All this is as it should be; the world needs Gradus. But Gradus should not kill kings. Vinogradus should never, never provoke God. Leningradus should not aim his peashooter at people even in dreams, because if he does, a pair of colossally thick, abnormally hairy arms will hug him from behind and squeeze, squeeze, squeeze. (note to Line 171)

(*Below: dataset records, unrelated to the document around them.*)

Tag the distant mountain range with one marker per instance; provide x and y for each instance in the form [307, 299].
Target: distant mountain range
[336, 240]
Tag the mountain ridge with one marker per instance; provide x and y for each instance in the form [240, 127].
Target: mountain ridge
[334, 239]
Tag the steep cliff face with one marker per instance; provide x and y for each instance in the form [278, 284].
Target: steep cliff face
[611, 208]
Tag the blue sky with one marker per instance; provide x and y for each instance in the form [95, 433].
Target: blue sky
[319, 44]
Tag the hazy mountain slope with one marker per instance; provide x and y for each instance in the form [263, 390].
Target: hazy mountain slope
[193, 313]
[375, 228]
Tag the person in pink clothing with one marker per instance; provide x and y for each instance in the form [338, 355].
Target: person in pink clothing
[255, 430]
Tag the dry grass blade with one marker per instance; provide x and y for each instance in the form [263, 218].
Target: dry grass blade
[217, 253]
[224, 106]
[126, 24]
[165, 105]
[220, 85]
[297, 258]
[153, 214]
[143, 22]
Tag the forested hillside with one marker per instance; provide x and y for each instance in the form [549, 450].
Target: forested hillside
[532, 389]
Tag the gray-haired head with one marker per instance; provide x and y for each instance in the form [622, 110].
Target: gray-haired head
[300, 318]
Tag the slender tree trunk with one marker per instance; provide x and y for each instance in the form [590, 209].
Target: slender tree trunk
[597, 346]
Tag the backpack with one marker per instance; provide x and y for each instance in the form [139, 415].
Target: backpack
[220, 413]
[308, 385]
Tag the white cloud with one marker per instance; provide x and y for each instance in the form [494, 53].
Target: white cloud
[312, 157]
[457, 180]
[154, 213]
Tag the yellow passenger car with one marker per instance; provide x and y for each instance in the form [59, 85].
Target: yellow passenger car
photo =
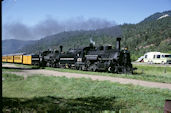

According to G. Ivanov (a poet who attacked VN in an offensive article in the Paris émigré review Chisla, “Numbers”), when asked if a sonnet needs a coda, Alexander Blok replied that he did not know what a coda is. In Blok’s poem Neznakomka (“Incognita,” 1906) the poet agrees with the drunks who cry out: in vino veritas! (“in wine is truth!”). The poem’s last line is Ya znayu: istina v vine (“I know: in wine is truth”). In the sonnet that opens and closes Chapter Four of “The Gift” Istina (Truth) is mentioned:
Увы! Что б ни сказал потомок просвещённый,
всё так же на ветру, в одежде оживлённой,
к своим же Истина склоняется перстам,
с улыбкой женскою и детскою заботой,
как будто в пригоршне рассматривая что-то,
из-за плеча её невидимое нам.
Alas! In vain historians pry and probe:
The same wind blows, and in the same live robe
Truth bends her head to fingers curved cupwise;
And with a woman’s smile and a child’s care
Examines something she is holding there
Concealed by her own shoulder from our eyes.
Kinbote completes his work on Shade’s poem and commits suicide on October 19, 1959 (the anniversary of Pushkin’s lyceum). There is a hope that after Kinbote’s death Botkin will be “full” again. In his poem Neokonchennyi chernovik (“The Unfinished Draft,” 1931) VN says that he has weighed his life and his honor na pushkinskikh vesakh (in Pushkin’s balances) and dares to prefer honor.